Testing your assumptions is always good as a pretreatment professional because so many variables impact your job. New technology and data can compel you to change some of your longest-held beliefs.
Is it possible to assume there are universally held “technical understandings” that solve nearly all fats/oils/grease issues? Are there other universally held “technical understandings” that are expected to solve TSS, BOD, pH, and other pretreatment/collection system issues? How did these “universally held technical understandings” come about and why are they still the tail that wags the proverbial dog?
This post questions a few of these universally long-held “technical understandings.”

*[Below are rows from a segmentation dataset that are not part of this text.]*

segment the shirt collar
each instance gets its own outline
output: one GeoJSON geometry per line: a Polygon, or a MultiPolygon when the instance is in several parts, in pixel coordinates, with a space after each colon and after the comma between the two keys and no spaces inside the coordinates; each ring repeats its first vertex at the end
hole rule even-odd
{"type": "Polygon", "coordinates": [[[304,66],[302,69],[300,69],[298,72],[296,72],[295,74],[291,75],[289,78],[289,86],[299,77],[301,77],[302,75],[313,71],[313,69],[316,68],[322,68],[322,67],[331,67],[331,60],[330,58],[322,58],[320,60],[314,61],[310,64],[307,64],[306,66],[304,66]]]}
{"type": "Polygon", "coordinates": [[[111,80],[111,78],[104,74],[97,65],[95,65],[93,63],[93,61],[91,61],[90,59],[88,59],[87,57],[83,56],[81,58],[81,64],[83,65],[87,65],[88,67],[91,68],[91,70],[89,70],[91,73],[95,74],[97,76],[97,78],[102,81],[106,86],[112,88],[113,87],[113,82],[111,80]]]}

We are thankful to live in the 21st century and to not worry about dying from a restaurant dining experience. I once worked with a man whose 20 year-old brother died in 1940 of food poisoning from a restaurant with poor sanitation. As recently as the late 1940s, hot water heaters were not reliable and ware-washing detergents were caustic based. If the water was not hot, the detergent was not effective. Today’s modern restaurant has plenty of hot water, highly efficient detergents and those detergents also contain sanitizers and water softening agents to ensure complete sanitation and cleaning takes place.
Today we have better sanitation practices and the plates are always clean, but how about what is being sent down the drain? Does it pose a problem for the community’s sewer collection system? Can the constituents be treated at the community’s wastewater treatment plant?